EC e-privacy laws could damage the UK's digital economy, the Internet Advertising Bureau (IAB) has warned.

EC e-privacy laws could damage the UK's digital economy, the Internet Advertising Bureau (IAB) has warned.

Businesses will be required to obtain explicit consent from web users being tracked using cookie text files. The directive will come into force on 25 May 2011, comprising an amendment to the EC's Privacy and Electronic Communications Directive.

Nick Stringer, director at trade body the IAB, says the law will raise significant implementation challenges across Europe. "This new law is potentially detrimental to consumers, business and the UK digital economy," he said.

"The IAB is working with the UK government, the Information Commissioner's Office and other parties on potential solutions to help meet the informed consent provisions of the law but we urge them to work closely and flexibly with industry."

Communications minister Ed Vaizey says that, while the e-Privacy Directive will provide consumers with more choice and control over their internet experience, flexibility will be needed.

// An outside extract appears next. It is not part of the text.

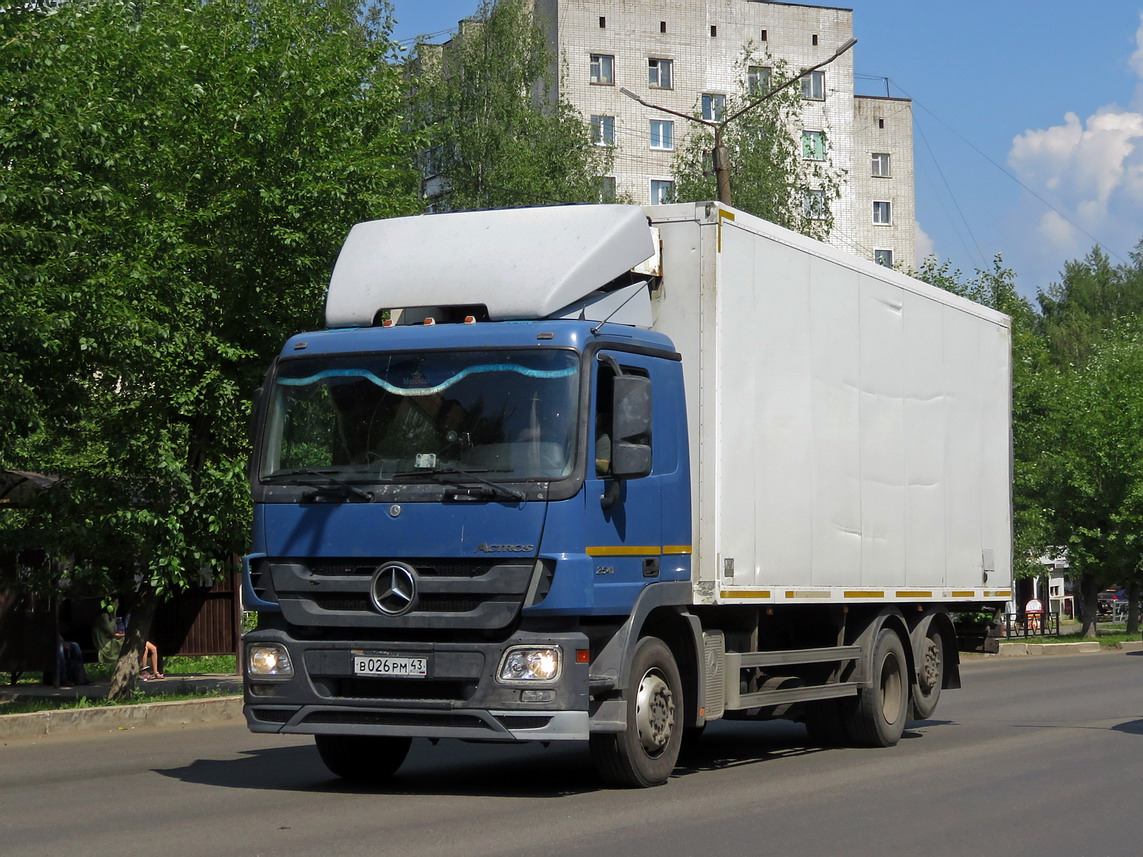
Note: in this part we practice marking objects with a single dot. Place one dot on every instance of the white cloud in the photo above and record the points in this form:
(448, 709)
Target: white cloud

"We recognise this could cause uncertainty for businesses and consumers. Therefore we do not expect the Information Commissioner's Office [ICO] to take enforcement action in the short term against businesses and organisations as they work out how to address their use of cookies," he said.

The Department for Culture, Media and Sport is brokering the new measures in the UK, while the ICO will be responsible for regulation.